Tentative steps for pill testing in Victoria and South Australia

Tentative steps for pill testing in Victoria and South Australia

The governments of Victoria and South Australia have reiterated their opposition to pill testing at music festivals.

But tentative moves have begun to possibly change this.

Today, the Greens are introducing a bill in Victorian parliament for a trial.

It is initiated by Greens deputy leader Ellen Sandell.

Yesterday she told Parliament that she was aware of the Just Say No message when she and her friends took what they took was ecstasy at festivals in their student days.

But like the five young people who died from overdoses or poisoning this summer, “youthful optimism, our curiosity and our sense of invincibility” overtook caution, and she and her friends were lucky they didn’t take anything fatal.

Sandell stated, “Just Say No isn’t working.
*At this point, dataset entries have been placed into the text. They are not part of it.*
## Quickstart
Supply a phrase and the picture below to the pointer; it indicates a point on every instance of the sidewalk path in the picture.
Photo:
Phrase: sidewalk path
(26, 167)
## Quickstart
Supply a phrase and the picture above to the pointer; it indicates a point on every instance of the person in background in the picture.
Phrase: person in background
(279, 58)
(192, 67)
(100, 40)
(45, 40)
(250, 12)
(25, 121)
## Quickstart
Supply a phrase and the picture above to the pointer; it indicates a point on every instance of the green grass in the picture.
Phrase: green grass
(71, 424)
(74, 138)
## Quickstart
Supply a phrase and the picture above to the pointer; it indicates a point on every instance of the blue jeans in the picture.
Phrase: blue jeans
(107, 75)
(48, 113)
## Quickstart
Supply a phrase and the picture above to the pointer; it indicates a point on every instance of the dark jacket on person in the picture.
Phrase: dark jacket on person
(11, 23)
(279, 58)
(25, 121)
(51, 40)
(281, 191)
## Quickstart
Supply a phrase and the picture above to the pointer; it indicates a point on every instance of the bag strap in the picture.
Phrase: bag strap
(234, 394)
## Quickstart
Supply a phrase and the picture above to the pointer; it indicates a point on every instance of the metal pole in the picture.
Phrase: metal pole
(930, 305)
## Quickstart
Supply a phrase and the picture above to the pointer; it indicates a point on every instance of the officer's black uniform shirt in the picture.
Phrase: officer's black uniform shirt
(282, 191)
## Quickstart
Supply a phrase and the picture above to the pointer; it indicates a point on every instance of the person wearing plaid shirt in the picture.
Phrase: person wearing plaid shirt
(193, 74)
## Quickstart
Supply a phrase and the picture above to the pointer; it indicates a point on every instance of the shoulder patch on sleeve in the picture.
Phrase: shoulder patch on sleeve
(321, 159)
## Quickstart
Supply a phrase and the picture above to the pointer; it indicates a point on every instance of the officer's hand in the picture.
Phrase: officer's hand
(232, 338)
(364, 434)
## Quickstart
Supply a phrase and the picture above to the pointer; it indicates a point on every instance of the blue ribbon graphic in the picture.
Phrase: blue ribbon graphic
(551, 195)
“[Pill-testing at festivals] is long overdue and it’s the right thing to do.”

According to the Greens, the estimated cost of a two-year trial for Victoria would be $3.5 million.

This includes full set-up and staffing of up to five services, including both fixed-site and mobile.

In South Australia, the Greens’ Tammy Franks said her party would continue to push for the state government “to be open to research and evidence” on the issue.

In the meantime, the Adelaide Advertiser reported that Adelaide City Council said it will examine whether pill testing for events in the city and the parklands could be introduced as part of an upcoming review of the council’s city safety policy.

Dr David Caldicott of Pill Testing Australia – who’ve just been green-lighted for tests in Canberra at Groovin’ The Moo – has as a result offered a free pilot test program for any council who took up on the offer.

He started pill testing at the Enchanted Forest raves in SA ten years ago.

Dr Caldicott told the Advertiser that the SA government’s stance against pill-testing at music events “is not supported by the evidence.

“It’s a politics argument which I understand.

“But people need to be quite careful opposing it if they don’t provide good reason to do so because a lot of the people who want it are of voting age.”